La Festa degli Innamorati
Not everybody probably knows that:
Saint Valentine (in Latin, Valentinus) is a widely recognized third-century Roman saint commemorated on February 14 and associated since the High Middle Ages with a tradition of courtly love. Nothing is reliably known of St. Valentine except his name and the fact that he died on February 14 on via Flaminia in the north of Rome. It is uncertain whether St. Valentine is to be identified as one saint or two saints of the same name. Several different martyrologies have been added to later hagiographies that are unreliable. For these reasons this liturgical commemoration was not kept in the Catholic calendar of saints for universal liturgical veneration as revised in 1969. But the “Martyr Valentinus who died on the 14th of February on the Via Flaminia close to the Milvian bridge in Rome” still remains in the list of officially recognized saints for local veneration. Saint Valentine’s Church in Rome, built in 1960 for the needs of the Olimpic Village, continues as a modern, well-visited parish church.
It seems that Valentine’s Day was first created as an attempt to supersede the pagan holiday of Lupercalia (mid-February in ancient Rome).

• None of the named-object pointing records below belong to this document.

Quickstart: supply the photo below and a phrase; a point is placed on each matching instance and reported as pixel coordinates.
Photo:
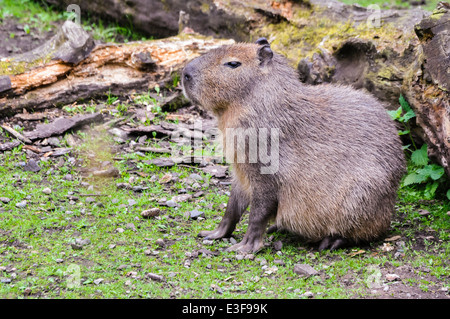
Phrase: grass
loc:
(43, 17)
(430, 5)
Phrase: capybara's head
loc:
(227, 74)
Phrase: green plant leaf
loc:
(430, 189)
(404, 104)
(414, 178)
(395, 115)
(420, 156)
(436, 172)
(407, 116)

Then it was associated with romantic love in the circle of Geoffrey Chauser in the High Middle Ages, when the tradition of courtly love flourished. In 18th-century England, it evolved into an occasion in which lovers expressed their love for each other by presenting flowers, offering confectionery, and sending greeting cards (known as “valentines“). Valentine’s Day symbols that are used today include the heart-shaped outline, doves, and the figure of the winged Cupid. Since the 19th century, handwritten valentines have given way to mass-produced greeting cards.
E voi celebrate la Festa degli Innamorati? (Do you celebrate Valentine’s Day?)